Dettagli Recensione
Top 10 opinionisti - Guarda tutte le mie opinioni
Il miracolo delle parole
Fra i soppalchi di una libreria c’è una statua lignea del XVI secolo raffigurante la Madonna, e per la precisione Santa Maria delle Battaglie. In quella camera c’è anche un letto dove dorme, in attesa di un quasi impossibile, ma tanto bramato risveglio Federica, una ragazza vittima di un incidente stradale che l’ha ridotta in quello stato comatoso. Tutto si fa perché esca da quell’immutabile torpore: la televisione sempre accesa, l’infermiera che continua a parlarle, ma c’è anche chi comunica con lei in silenzio, in ciò pregata dalla madre dell’inferma: è quella statua che le narra dei suoi avi, una storia stupenda che ha appreso dai versi del cantastorie Colantonio Occhiostracciato. Quella camera fa parte di una villa in cui vivono, separati dalle loro passioni, i genitori di Federica, lui un filosofo, per sua natura portato a una vita quieta e riflessiva, lei una giornalista, continuamente in prima linea.
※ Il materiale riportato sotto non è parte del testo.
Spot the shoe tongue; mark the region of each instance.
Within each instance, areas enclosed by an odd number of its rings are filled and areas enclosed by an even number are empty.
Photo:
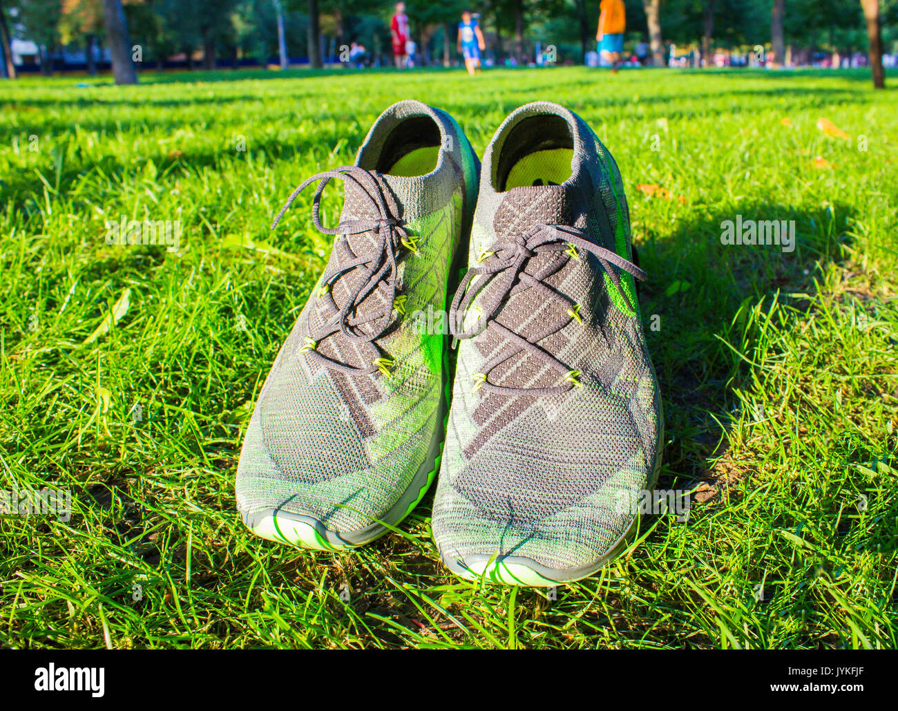
[[[493,216],[493,230],[500,241],[525,235],[533,225],[572,224],[570,193],[560,185],[524,185],[505,194]]]
[[[383,180],[384,176],[375,173],[374,177],[381,187],[381,193],[383,196],[383,200],[386,203],[390,215],[402,217],[401,209],[393,197],[392,191]],[[374,203],[372,202],[372,198],[374,199]],[[376,196],[369,196],[367,190],[354,180],[347,180],[343,190],[343,211],[340,214],[340,222],[377,220],[387,216],[382,215],[375,205]],[[359,234],[347,235],[346,239],[356,254],[366,254],[379,244],[379,240],[370,230]]]

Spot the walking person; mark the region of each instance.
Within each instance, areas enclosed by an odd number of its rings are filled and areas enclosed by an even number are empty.
[[[600,55],[611,64],[612,74],[616,74],[623,52],[626,10],[623,0],[602,0],[599,7],[599,30],[595,33],[595,41],[599,43]]]
[[[405,13],[405,3],[396,3],[396,12],[393,13],[392,21],[390,22],[390,34],[392,35],[393,43],[393,61],[396,68],[401,69],[405,66],[406,42],[411,37],[409,31],[409,15]]]
[[[462,12],[458,23],[458,51],[464,57],[464,66],[471,76],[480,68],[480,52],[487,48],[483,32],[470,10]]]

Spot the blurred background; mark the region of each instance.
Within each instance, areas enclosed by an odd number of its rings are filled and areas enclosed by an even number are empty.
[[[489,66],[599,63],[599,0],[406,4],[415,66],[457,66],[462,11],[479,19]],[[627,0],[625,65],[886,66],[898,0]],[[4,77],[392,65],[389,0],[0,0]],[[132,72],[133,73],[133,72]],[[876,79],[876,76],[875,76]],[[119,83],[136,81],[118,73]]]

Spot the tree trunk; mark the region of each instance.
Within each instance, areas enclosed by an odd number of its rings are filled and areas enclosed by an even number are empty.
[[[652,48],[652,65],[665,66],[665,46],[661,41],[661,0],[642,0],[642,7],[646,11],[646,22],[648,24],[648,41]]]
[[[209,30],[203,32],[203,68],[216,68],[216,38]]]
[[[121,0],[103,0],[103,22],[112,55],[112,75],[117,84],[136,83],[137,72],[131,60],[131,37]]]
[[[5,68],[4,75],[7,79],[15,79],[15,65],[13,64],[13,46],[9,36],[9,25],[6,24],[6,8],[4,7],[3,0],[0,0],[0,44],[3,45],[3,53],[0,54],[0,60],[3,60]]]
[[[309,66],[321,68],[321,25],[318,0],[309,0]]]
[[[869,40],[870,69],[873,71],[873,85],[876,89],[885,88],[885,73],[883,71],[883,38],[879,23],[879,0],[860,0],[867,21],[867,37]]]
[[[280,56],[281,69],[286,69],[290,66],[290,60],[286,56],[286,34],[284,31],[284,8],[280,0],[274,0],[275,12],[277,13],[277,54]]]
[[[705,0],[702,19],[705,22],[705,34],[701,37],[701,58],[705,60],[705,66],[710,66],[711,38],[714,37],[714,0]]]
[[[92,34],[84,38],[84,51],[87,55],[87,75],[88,76],[97,75],[97,57],[93,52],[96,38]]]
[[[786,0],[773,0],[773,11],[770,13],[770,45],[773,49],[772,66],[782,66],[786,55],[786,43],[783,41],[783,12]]]
[[[524,59],[524,0],[515,0],[515,58],[518,66]]]
[[[40,57],[40,75],[52,76],[53,65],[50,64],[50,50],[46,45],[38,48],[38,57]]]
In pratica là si consumano due drammi: quello di una giovane bellissima che ormai vegeta e quello di un uomo e una donna uniti solo dall’incomunicabilità.
Per quanto diverse le cause, uguali sono gli effetti; il silenzio fra i coniugi si intuisce, pare un fatto ormai assodato e assolutamente impossibile da sanare; poca speranza c’è per il risveglio di Federica, ma nondimeno la Madonna delle Battaglie continua a parlarle, perché in ciò è stata pregata da Magdalena, la madre della ragazza. Le vicende degli avi, di quel figlio, che da scapestrato diventerà un difensore della cristianità, figlio nato da una relazione pressoché incestuosa fra zio e nipote, gli scontri inevitabili fra gli spagnoli che comandano in meridione e i francesi che vorrebbero soppiantarli con l’aiuto dei Turchi, hanno un ritmo incalzante, proprio dei romanzi d’avventura, ma non tralasciano tuttavia di soffermarsi sul senso della vita, su quella ricerca affannosa che anima e divora non pochi uomini. E in questo contesto prende corpo una tenzone fra Braccio Cacciante (questo è il nome del figlio del peccato) e il famoso pirata Khair ed-Din, il Barbarossa, dapprima per una donna, ma poi per dare un senso alle loro esistenze. La sfida continuerà, una volta morto Braccio, con suo figlio Belisario, diventato un virtuoso dei fuochi pirotecnici, ma anche in questo caso senza che uno prevalga sull’altro, perché è troppo importante avere nella vita qualcuno con cui misurarsi.
Se I fuochi del Basento mi aveva impressionato, entusiasmandomi, questo Santa Maria delle Battaglie é stata un’emozione continua e crescente, perché, al di là della vicenda narrata, non si può restare indifferenti alla creatività visionaria di Raffaele Nigro che porta perfino davanti agli occhi del lettore lo spettacolo mozzafiato dei fuochi d’artificio, grazie a uno stile di rara efficacia, con una scrittura che sembra scivolare sul foglio. La capacità descrittiva è quasi incredibile, tanto che le scene si susseguono come in una pellicola cinematografica. Ci sarebbe da dire che a ogni pagina si attende il miracolo della Madonna, ma il miracolo, così come auspicato, cioè la guarigione non ci sarà, eppure possiamo parlare tuttavia di miracolo, di un qualcosa di speciale che risiede nella forza delle parole, capaci di far ricordare il passato e quindi di consentire agli uomini di essere artefici del proprio presente e del futuro.
Mi piacerebbe aggiungere qualche altra considerazione, perché il romanzo merita tanto, ma per quanto cerchi dentro di me sono sopraffatto da un’emozione intensa, da quel senso di entusiastico appagamento che mi coglie quando ho la certezza di aver letto un capolavoro.